>>59
1) Sure, there's loads of water around for free. You can drink it by the puddle-full every time it rains. But if you want clean water from a tap or a bottle, then someone has to work to make that available to you. The only way that you can have a right to water bottled or on tap is if another living, breathing human being is obligated to provide that right to you. In short - someone else must be your bound servant. Do you have claim this as a right?
2) Congratulations, your preference for trade is the very embodiment of capitalism in the tradition of Adam Smith, Frederck Bastiat, F.A.Hayek, Ludwig Von Mises, et al.
The fetid mess that currently gets called capitalism is actually a mix of crony corporatism, mercantilism, fascism and a little capitalism. So much force and fraud is mixed in to the market in order to sustain vested interests.

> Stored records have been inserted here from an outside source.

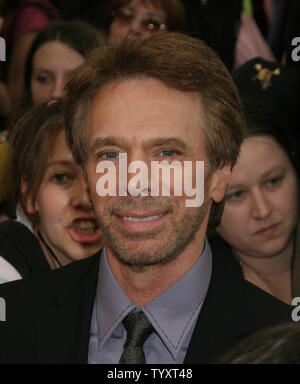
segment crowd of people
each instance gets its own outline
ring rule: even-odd
[[[0,363],[300,363],[298,8],[0,1]]]

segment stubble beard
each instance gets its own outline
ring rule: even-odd
[[[185,208],[181,213],[182,208],[178,207],[175,199],[119,197],[105,205],[97,219],[107,244],[121,263],[140,270],[157,264],[168,264],[194,240],[209,210],[209,200],[205,199],[201,207]],[[112,216],[124,209],[157,209],[168,212],[169,218],[162,228],[133,234],[112,221]],[[169,228],[166,229],[168,224]]]

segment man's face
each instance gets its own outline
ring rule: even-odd
[[[125,264],[145,267],[167,263],[199,236],[204,240],[211,198],[222,198],[219,176],[205,179],[204,203],[186,207],[186,196],[118,196],[119,154],[128,165],[136,160],[207,161],[202,133],[203,112],[196,93],[180,92],[149,79],[123,80],[104,87],[88,116],[87,179],[96,215],[106,236],[108,254]],[[96,186],[100,161],[111,160],[117,170],[117,196],[100,197]],[[128,182],[133,175],[128,174]],[[210,182],[207,182],[207,179]],[[161,179],[160,179],[161,182]],[[208,185],[209,184],[209,185]],[[222,184],[222,183],[221,183]],[[172,187],[173,185],[173,187]],[[223,185],[223,184],[222,184]],[[199,249],[201,253],[201,249]]]

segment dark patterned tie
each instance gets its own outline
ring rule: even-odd
[[[123,320],[127,339],[119,364],[145,364],[143,345],[153,327],[143,312],[129,313]]]

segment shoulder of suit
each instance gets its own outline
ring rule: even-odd
[[[98,273],[99,256],[100,252],[53,271],[0,284],[0,297],[42,294],[43,291],[51,291],[52,288],[55,291],[67,290],[69,285],[76,285],[78,280]]]

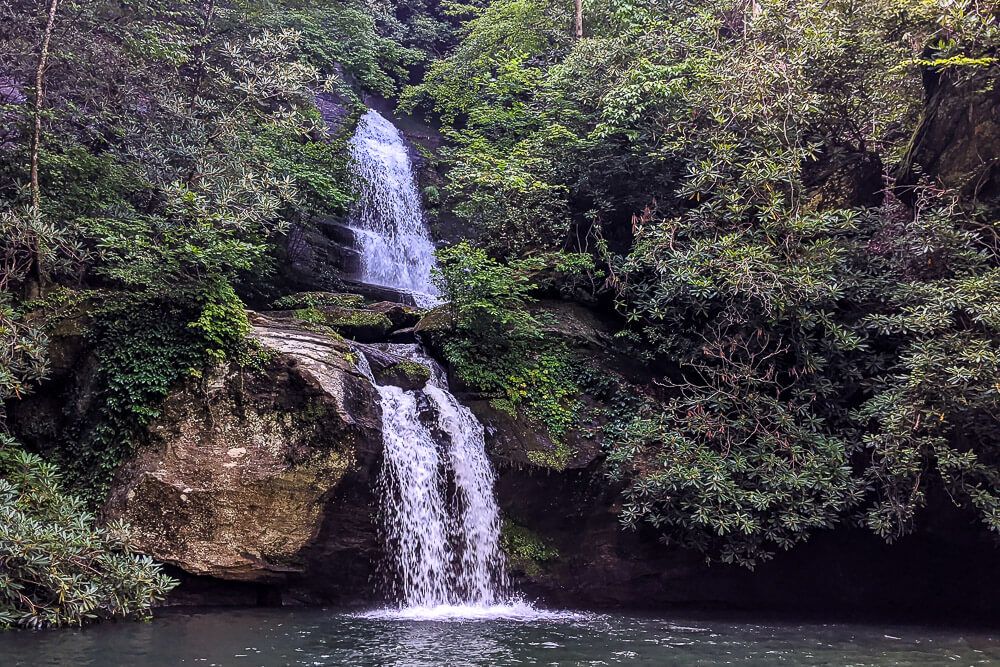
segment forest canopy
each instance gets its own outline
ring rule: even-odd
[[[976,168],[920,163],[996,104],[997,7],[584,2],[582,39],[572,9],[491,3],[403,103],[445,123],[479,245],[592,257],[654,369],[606,433],[623,520],[745,565],[893,540],[930,494],[1000,530],[995,119]]]

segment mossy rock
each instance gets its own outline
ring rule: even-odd
[[[400,361],[379,373],[380,384],[392,384],[403,389],[423,389],[431,379],[431,369],[414,361]]]
[[[400,329],[397,322],[408,321],[400,320],[389,309],[375,310],[372,307],[306,306],[296,310],[271,311],[268,316],[275,319],[295,319],[317,331],[359,343],[388,341],[391,334]]]
[[[589,428],[573,428],[553,438],[544,426],[498,408],[495,401],[473,398],[466,405],[486,428],[490,455],[502,465],[562,472],[588,468],[601,456],[600,443]]]
[[[359,294],[342,292],[296,292],[277,299],[271,304],[276,310],[303,310],[309,308],[364,308],[365,298]]]
[[[392,321],[393,329],[408,329],[415,327],[423,314],[412,306],[393,301],[379,301],[367,306],[367,310],[381,313]]]
[[[385,313],[356,308],[323,308],[323,324],[346,338],[362,343],[386,340],[395,327]]]
[[[447,305],[437,306],[424,313],[413,330],[417,334],[440,334],[449,331],[453,324],[451,308]]]
[[[423,364],[379,349],[361,345],[361,351],[368,359],[375,381],[381,385],[393,385],[407,390],[423,389],[431,379],[431,369]]]
[[[612,343],[612,330],[588,308],[568,301],[546,300],[532,308],[546,334],[574,348],[603,348]]]

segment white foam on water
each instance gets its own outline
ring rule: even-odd
[[[582,621],[588,614],[538,609],[523,600],[490,606],[478,605],[432,605],[425,607],[387,607],[359,614],[361,618],[383,621]]]

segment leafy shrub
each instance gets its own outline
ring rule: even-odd
[[[505,518],[500,526],[500,548],[515,570],[538,576],[542,567],[559,559],[559,552],[539,535]]]
[[[844,520],[894,539],[932,489],[1000,528],[996,200],[976,211],[912,182],[897,199],[885,177],[912,166],[922,77],[992,95],[996,12],[583,4],[572,40],[566,3],[492,3],[407,94],[445,124],[450,205],[507,262],[444,268],[478,314],[457,368],[501,403],[558,396],[524,380],[546,354],[537,318],[509,360],[517,343],[489,328],[516,331],[499,318],[545,280],[526,260],[590,249],[619,345],[653,377],[604,415],[627,525],[745,566]]]
[[[176,584],[126,540],[63,493],[52,464],[0,435],[0,626],[147,616]]]
[[[45,377],[47,348],[45,327],[26,322],[8,295],[0,292],[0,417],[6,401],[21,398],[33,383]]]
[[[547,338],[528,309],[533,284],[526,260],[503,265],[481,248],[460,243],[438,252],[439,285],[453,313],[454,330],[443,343],[463,381],[492,396],[493,404],[522,412],[559,439],[573,427],[579,390],[564,343]],[[551,461],[562,467],[568,452]]]

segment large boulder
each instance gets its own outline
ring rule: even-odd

In capitalism, the banks would never have been bailed out when the credit bubble burst. But then, a truly capitalist market place would not have had a Federal Reserve Bank to pump easy credit for housing loans into the economy. It was this credit - unbacked by a real demand - that drove the housing boom. Entrepreneurs saw this credit and thought that it represented real demand on the part of housebuyers and so they invested in housing. Housing prices and all related costs soared while scarce resources were misdirected away from other sectors of the economy causing declines all around. Eventually, the central bank credit turned sour as lenders realised that borrowers couldn't meet the costs of their borrowing - they had been given more credit than they could afford. And so the boom turned to bust. And believe me, its got a long way to go yet.